Is Llama 2 really better? Is GPT-4 getting worse? Developers building with language models are constantly facing challenges with (1) model drift (2) new models and (3) insufficient evaluation systems. Besides academic metrics and “eyeballing it”, there’s no existing solution for continuous LLM regression testing or experimentation.
What’s more, the complexity of LLMs and related tools like vector databases make it hard for developers to set up honest apples-to-apples comparisons for their use case.
We want to make high quality evaluation and testing systems available to everyone, which is why we’re building an open source platform for language model evaluation. Developers can use our product to monitor GPT-4 regressions, audit models for safety, and measure performance of vector databases.

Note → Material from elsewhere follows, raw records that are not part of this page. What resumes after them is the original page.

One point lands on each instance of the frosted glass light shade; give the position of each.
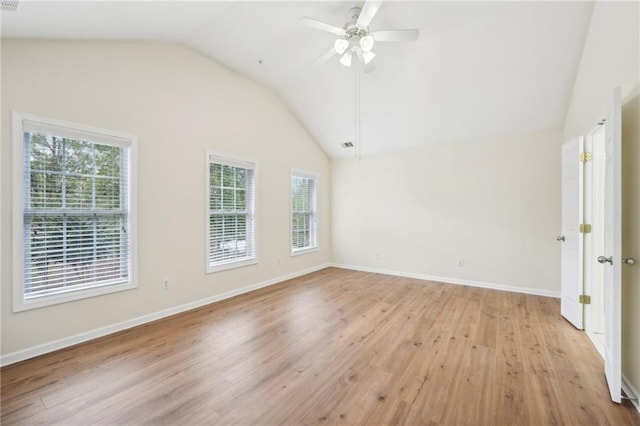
(367, 56)
(346, 59)
(341, 45)
(366, 43)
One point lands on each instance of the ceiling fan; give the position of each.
(355, 38)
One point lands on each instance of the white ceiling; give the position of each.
(479, 70)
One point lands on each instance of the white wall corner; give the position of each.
(631, 391)
(457, 281)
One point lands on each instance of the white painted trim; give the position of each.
(459, 281)
(316, 237)
(110, 329)
(631, 391)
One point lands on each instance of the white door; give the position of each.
(612, 256)
(571, 282)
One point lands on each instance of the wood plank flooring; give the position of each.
(332, 347)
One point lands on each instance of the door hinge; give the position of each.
(584, 299)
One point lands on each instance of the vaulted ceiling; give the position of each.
(479, 70)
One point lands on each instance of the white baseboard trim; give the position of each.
(481, 284)
(114, 328)
(631, 392)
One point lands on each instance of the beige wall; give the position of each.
(179, 104)
(494, 204)
(611, 58)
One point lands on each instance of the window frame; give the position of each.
(315, 247)
(214, 157)
(93, 134)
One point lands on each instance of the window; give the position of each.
(231, 240)
(73, 211)
(303, 212)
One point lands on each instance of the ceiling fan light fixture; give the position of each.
(341, 45)
(366, 43)
(368, 56)
(346, 58)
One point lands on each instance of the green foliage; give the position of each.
(66, 247)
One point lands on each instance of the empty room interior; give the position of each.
(310, 212)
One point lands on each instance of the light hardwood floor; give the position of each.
(335, 346)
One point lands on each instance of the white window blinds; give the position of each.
(231, 213)
(303, 211)
(76, 210)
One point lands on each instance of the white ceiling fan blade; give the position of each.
(396, 35)
(368, 12)
(324, 57)
(367, 66)
(319, 25)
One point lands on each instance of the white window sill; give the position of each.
(230, 265)
(55, 299)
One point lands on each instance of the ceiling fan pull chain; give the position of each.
(357, 113)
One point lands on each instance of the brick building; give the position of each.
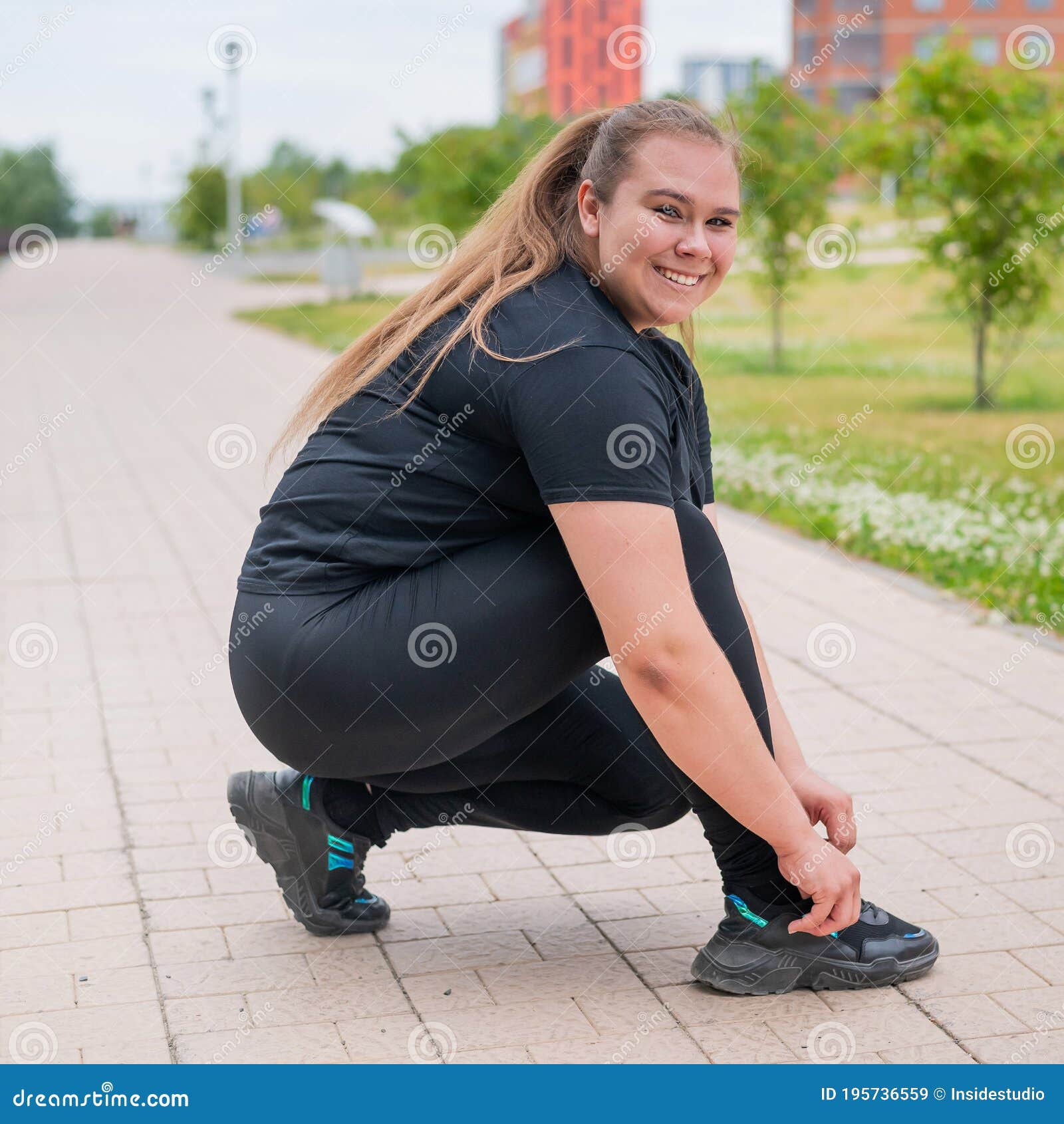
(567, 57)
(854, 49)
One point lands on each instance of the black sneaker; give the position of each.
(754, 954)
(318, 865)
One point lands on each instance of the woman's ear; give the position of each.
(588, 207)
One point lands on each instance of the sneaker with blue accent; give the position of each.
(753, 953)
(317, 863)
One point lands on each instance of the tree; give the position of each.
(454, 176)
(201, 210)
(787, 187)
(33, 192)
(986, 146)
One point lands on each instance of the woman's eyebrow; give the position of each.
(681, 198)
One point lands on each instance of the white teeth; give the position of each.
(679, 278)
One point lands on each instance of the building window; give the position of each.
(861, 49)
(926, 45)
(849, 96)
(984, 49)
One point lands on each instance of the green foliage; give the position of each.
(785, 186)
(984, 146)
(34, 192)
(454, 176)
(201, 210)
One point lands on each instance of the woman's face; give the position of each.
(674, 213)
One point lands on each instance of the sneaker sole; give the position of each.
(263, 819)
(775, 972)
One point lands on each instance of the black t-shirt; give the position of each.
(487, 444)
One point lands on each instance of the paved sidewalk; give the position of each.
(133, 930)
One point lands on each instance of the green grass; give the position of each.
(922, 482)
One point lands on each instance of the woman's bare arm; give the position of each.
(629, 559)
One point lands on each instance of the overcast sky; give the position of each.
(117, 86)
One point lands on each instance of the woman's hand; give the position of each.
(824, 873)
(825, 804)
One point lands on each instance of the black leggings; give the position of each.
(467, 692)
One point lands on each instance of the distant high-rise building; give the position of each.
(712, 81)
(567, 57)
(850, 51)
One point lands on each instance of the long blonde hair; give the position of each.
(523, 236)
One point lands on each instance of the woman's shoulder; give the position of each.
(561, 308)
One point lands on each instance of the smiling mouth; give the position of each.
(679, 280)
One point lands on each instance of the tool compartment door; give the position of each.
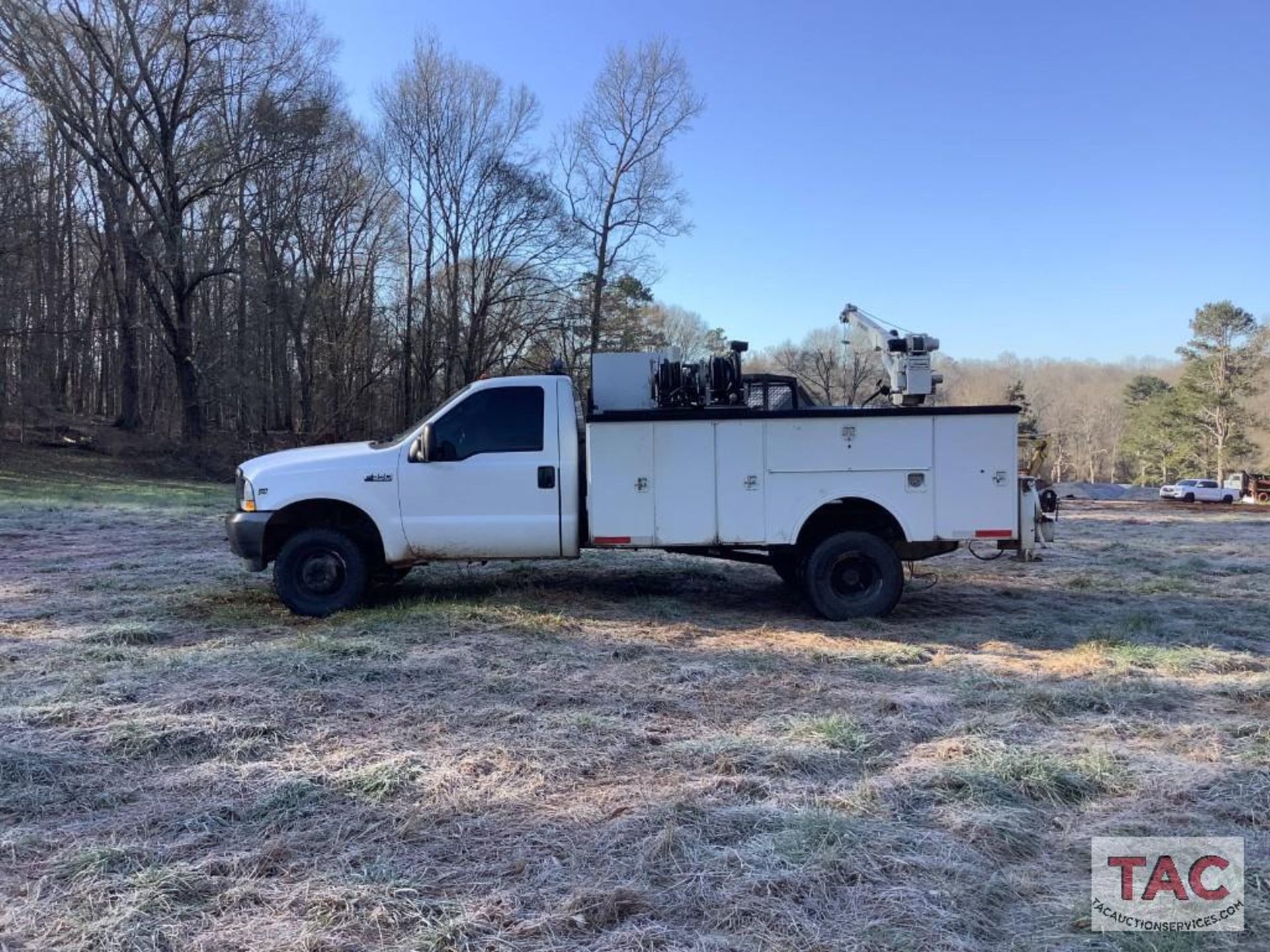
(620, 483)
(685, 483)
(976, 476)
(741, 481)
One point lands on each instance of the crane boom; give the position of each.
(906, 358)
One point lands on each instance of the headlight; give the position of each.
(245, 493)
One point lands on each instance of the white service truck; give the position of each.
(687, 457)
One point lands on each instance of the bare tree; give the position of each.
(138, 88)
(493, 240)
(614, 168)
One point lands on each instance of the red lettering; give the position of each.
(1197, 877)
(1165, 877)
(1127, 863)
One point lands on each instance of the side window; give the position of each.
(498, 420)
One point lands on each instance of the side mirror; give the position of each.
(423, 447)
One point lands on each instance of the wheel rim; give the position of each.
(854, 576)
(321, 571)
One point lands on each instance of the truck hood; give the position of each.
(310, 459)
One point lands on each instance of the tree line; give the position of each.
(197, 237)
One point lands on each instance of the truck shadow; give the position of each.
(963, 611)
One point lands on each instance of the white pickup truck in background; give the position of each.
(695, 459)
(1198, 492)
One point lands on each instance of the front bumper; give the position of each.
(245, 532)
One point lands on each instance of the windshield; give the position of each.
(397, 438)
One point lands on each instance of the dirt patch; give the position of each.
(628, 752)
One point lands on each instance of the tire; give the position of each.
(789, 568)
(320, 571)
(854, 575)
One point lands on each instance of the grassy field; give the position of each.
(629, 752)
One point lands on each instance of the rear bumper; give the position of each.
(245, 532)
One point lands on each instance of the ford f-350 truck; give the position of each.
(695, 459)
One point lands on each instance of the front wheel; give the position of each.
(853, 575)
(319, 573)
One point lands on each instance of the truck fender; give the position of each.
(873, 504)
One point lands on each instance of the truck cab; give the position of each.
(491, 474)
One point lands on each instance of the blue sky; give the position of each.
(1064, 179)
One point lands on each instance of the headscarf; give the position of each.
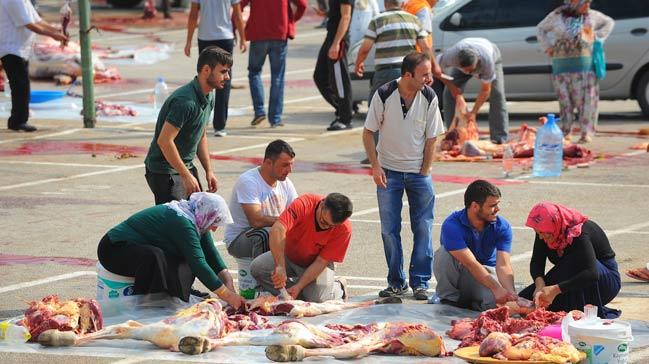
(204, 210)
(562, 222)
(574, 21)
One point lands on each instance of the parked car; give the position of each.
(511, 25)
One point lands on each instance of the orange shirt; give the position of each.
(413, 7)
(304, 239)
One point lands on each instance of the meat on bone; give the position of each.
(205, 318)
(295, 341)
(79, 316)
(273, 306)
(472, 332)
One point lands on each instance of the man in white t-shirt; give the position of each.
(259, 196)
(406, 114)
(18, 23)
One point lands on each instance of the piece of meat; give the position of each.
(388, 338)
(460, 329)
(79, 316)
(494, 343)
(547, 317)
(149, 10)
(273, 306)
(529, 347)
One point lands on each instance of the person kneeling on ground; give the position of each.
(585, 270)
(166, 246)
(310, 235)
(259, 196)
(472, 267)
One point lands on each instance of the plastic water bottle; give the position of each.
(160, 93)
(7, 91)
(13, 334)
(508, 161)
(548, 150)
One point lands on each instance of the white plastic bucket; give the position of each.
(603, 341)
(111, 286)
(247, 284)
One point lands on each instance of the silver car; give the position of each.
(511, 25)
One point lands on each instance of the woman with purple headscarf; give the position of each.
(166, 246)
(567, 35)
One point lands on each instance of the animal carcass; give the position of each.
(79, 316)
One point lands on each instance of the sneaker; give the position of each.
(339, 125)
(392, 292)
(420, 294)
(343, 285)
(197, 293)
(257, 120)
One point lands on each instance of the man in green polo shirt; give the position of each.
(180, 132)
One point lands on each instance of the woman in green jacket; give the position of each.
(166, 246)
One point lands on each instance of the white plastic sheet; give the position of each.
(151, 309)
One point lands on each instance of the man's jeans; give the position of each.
(421, 198)
(276, 51)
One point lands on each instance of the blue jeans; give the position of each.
(276, 51)
(421, 198)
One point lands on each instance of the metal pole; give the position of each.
(87, 72)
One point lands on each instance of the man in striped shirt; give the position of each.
(395, 33)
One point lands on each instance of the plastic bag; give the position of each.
(599, 59)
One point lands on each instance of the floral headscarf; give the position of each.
(204, 210)
(574, 21)
(562, 222)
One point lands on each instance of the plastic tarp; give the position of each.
(147, 310)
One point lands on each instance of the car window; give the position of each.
(623, 9)
(516, 13)
(491, 14)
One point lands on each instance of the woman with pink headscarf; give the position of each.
(165, 247)
(585, 270)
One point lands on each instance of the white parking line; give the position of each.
(44, 136)
(238, 79)
(15, 287)
(57, 164)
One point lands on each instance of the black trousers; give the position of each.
(333, 81)
(18, 75)
(154, 269)
(221, 97)
(168, 187)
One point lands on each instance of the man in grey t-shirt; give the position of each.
(480, 58)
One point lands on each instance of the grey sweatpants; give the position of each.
(455, 283)
(323, 288)
(250, 243)
(498, 116)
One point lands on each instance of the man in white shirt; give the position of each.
(406, 114)
(259, 196)
(18, 23)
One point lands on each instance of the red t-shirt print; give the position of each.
(304, 243)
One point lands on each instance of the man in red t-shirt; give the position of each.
(310, 235)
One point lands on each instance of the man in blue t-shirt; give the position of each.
(472, 267)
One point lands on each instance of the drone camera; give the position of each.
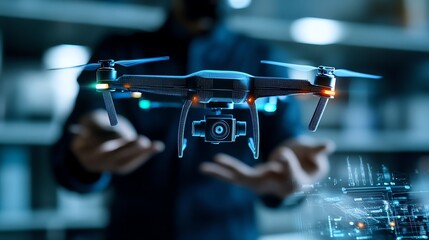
(219, 128)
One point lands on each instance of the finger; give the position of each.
(136, 153)
(123, 156)
(98, 125)
(233, 164)
(218, 171)
(290, 164)
(323, 147)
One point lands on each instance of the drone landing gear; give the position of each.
(110, 108)
(181, 141)
(254, 142)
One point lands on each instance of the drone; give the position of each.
(217, 90)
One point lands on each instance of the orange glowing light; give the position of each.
(328, 92)
(195, 99)
(251, 100)
(136, 94)
(102, 86)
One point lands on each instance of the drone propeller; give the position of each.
(111, 63)
(338, 72)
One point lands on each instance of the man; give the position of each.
(210, 192)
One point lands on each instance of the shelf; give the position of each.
(366, 141)
(29, 133)
(52, 219)
(354, 34)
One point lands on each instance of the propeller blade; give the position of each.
(129, 63)
(290, 65)
(87, 67)
(348, 73)
(124, 63)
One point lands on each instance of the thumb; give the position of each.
(157, 146)
(323, 147)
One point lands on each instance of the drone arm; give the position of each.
(320, 108)
(273, 86)
(158, 84)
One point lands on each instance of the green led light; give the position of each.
(269, 107)
(144, 104)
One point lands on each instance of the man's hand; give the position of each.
(100, 147)
(290, 165)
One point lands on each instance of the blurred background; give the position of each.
(383, 120)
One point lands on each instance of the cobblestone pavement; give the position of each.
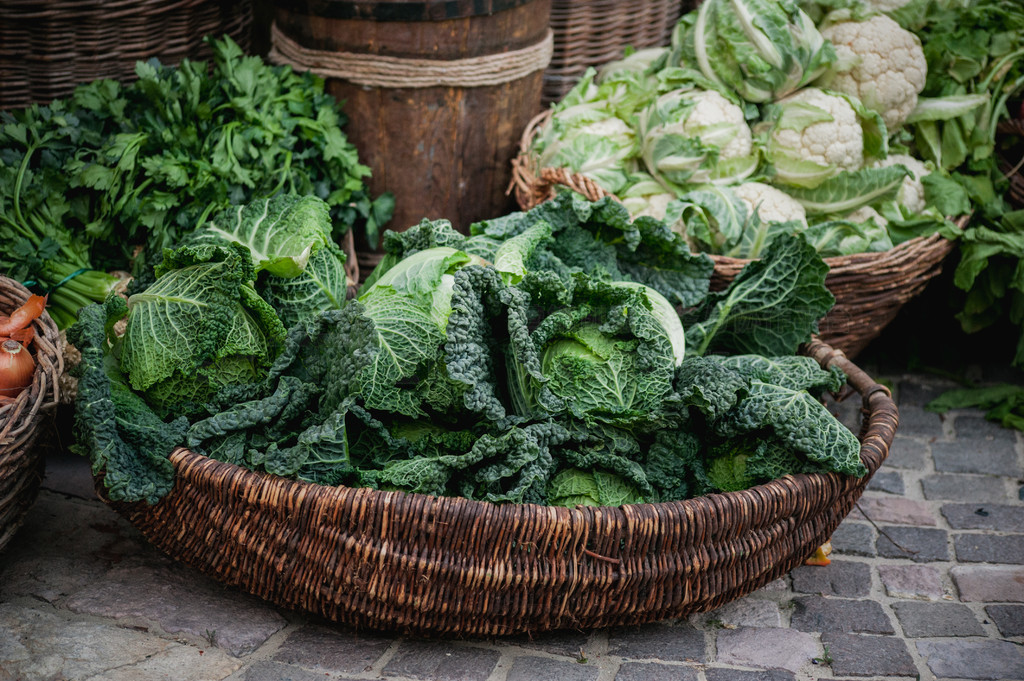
(927, 582)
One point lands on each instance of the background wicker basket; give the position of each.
(590, 33)
(423, 564)
(20, 420)
(869, 288)
(47, 47)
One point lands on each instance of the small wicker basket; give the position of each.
(22, 463)
(431, 565)
(47, 47)
(869, 288)
(590, 33)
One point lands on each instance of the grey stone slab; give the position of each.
(180, 601)
(854, 539)
(1008, 619)
(269, 671)
(908, 454)
(921, 620)
(898, 510)
(973, 660)
(658, 641)
(37, 644)
(766, 648)
(922, 582)
(816, 613)
(862, 654)
(977, 548)
(720, 674)
(889, 481)
(441, 661)
(976, 456)
(567, 643)
(913, 420)
(918, 544)
(655, 672)
(1000, 517)
(331, 649)
(841, 578)
(952, 486)
(534, 669)
(988, 584)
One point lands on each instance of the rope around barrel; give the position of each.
(382, 71)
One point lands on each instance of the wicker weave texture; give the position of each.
(869, 288)
(590, 33)
(432, 565)
(47, 47)
(22, 419)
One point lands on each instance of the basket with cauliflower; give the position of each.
(758, 120)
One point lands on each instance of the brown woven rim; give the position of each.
(432, 565)
(20, 463)
(869, 288)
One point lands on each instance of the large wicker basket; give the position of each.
(590, 33)
(22, 419)
(428, 565)
(47, 47)
(869, 288)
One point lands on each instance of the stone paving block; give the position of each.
(719, 674)
(975, 488)
(35, 644)
(1008, 619)
(766, 648)
(841, 578)
(658, 641)
(897, 510)
(566, 643)
(987, 584)
(654, 672)
(862, 654)
(747, 612)
(918, 544)
(441, 661)
(268, 671)
(333, 650)
(906, 454)
(911, 582)
(180, 601)
(854, 539)
(530, 669)
(975, 548)
(1000, 517)
(816, 613)
(889, 481)
(921, 620)
(973, 660)
(976, 456)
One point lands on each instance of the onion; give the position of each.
(16, 369)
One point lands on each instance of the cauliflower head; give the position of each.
(814, 135)
(911, 192)
(770, 204)
(880, 62)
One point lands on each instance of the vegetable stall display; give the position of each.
(104, 179)
(505, 431)
(867, 128)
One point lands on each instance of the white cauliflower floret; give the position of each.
(911, 192)
(771, 204)
(718, 121)
(880, 62)
(838, 142)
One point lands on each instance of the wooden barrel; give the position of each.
(436, 93)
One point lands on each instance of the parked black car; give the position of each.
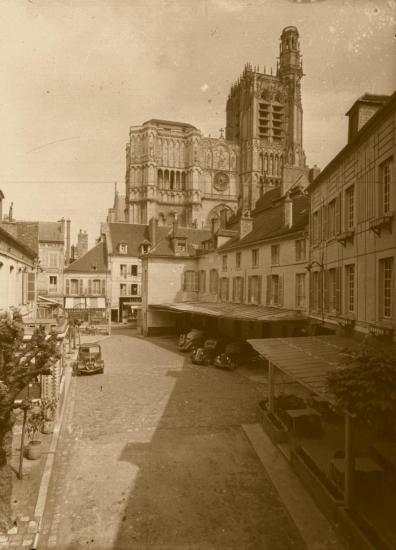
(235, 355)
(206, 354)
(192, 340)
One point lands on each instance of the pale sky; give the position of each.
(76, 74)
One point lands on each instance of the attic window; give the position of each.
(123, 248)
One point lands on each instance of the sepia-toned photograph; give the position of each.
(197, 274)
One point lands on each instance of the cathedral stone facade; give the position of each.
(174, 173)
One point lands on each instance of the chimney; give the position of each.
(313, 173)
(1, 205)
(288, 211)
(153, 231)
(68, 222)
(245, 224)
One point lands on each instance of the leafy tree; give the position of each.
(20, 363)
(367, 387)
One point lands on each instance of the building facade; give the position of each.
(353, 225)
(173, 172)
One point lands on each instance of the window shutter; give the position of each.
(268, 291)
(281, 286)
(326, 290)
(31, 287)
(320, 290)
(311, 292)
(325, 222)
(338, 214)
(320, 230)
(338, 289)
(260, 282)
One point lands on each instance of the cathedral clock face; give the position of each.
(221, 182)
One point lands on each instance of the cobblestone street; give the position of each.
(152, 455)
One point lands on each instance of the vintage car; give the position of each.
(192, 340)
(89, 359)
(235, 355)
(206, 354)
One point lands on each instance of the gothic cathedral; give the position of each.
(174, 172)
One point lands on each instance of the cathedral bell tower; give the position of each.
(290, 73)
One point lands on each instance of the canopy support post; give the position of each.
(270, 387)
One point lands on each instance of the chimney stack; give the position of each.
(245, 224)
(68, 222)
(153, 231)
(1, 205)
(288, 211)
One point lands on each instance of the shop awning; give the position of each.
(307, 360)
(240, 312)
(86, 302)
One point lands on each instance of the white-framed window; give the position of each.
(190, 281)
(237, 290)
(300, 250)
(202, 280)
(224, 284)
(300, 290)
(350, 288)
(331, 221)
(275, 249)
(53, 283)
(213, 281)
(349, 208)
(386, 288)
(386, 185)
(274, 292)
(123, 247)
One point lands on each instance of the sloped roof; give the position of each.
(26, 232)
(93, 261)
(132, 234)
(164, 235)
(51, 232)
(269, 223)
(7, 236)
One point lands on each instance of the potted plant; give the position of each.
(48, 407)
(34, 427)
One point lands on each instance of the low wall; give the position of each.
(327, 503)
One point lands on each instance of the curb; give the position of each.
(46, 477)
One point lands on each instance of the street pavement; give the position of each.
(152, 455)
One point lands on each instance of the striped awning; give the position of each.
(242, 312)
(307, 360)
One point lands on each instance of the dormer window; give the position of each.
(123, 247)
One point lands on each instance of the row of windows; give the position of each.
(329, 294)
(128, 270)
(340, 213)
(235, 290)
(129, 290)
(96, 287)
(300, 255)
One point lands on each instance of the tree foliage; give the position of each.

Developers come to our product with some test cases, and an idea of the models or vector databases they want to evaluate. We handle all of the testing infrastructure to help them (1) set up experiments across models/DBs in notebooks and (2) scale those experiments into reusable test suites.
We support multiple strategies for evaluation: auto-eval by another model, systematic evaluations like structured output validation or semantic similarity to an expected output, or even through gathering human feedback with our notebook UI.
Kevin Tse and Steven Krawczyk met 9 years ago when we started our undergraduate studies at the University of Chicago. We crossed paths again years after graduation when we were both working on PyTorch, an open-source deep learning library, at Meta and Google. We worked on the core library, data loading, and the XLA compiler library. Prior to that, we worked at Amazon and Bridgewater Associates.
It’s hard to convince senior management that investing in LLMs is worth it, without doing expensive experimentation on my own.
If you are doing anything remotely related to prompting, you'd know how frustrating & inefficient it is to compare between prompts. I, for one, am using it to make my life easier in building Watto AI.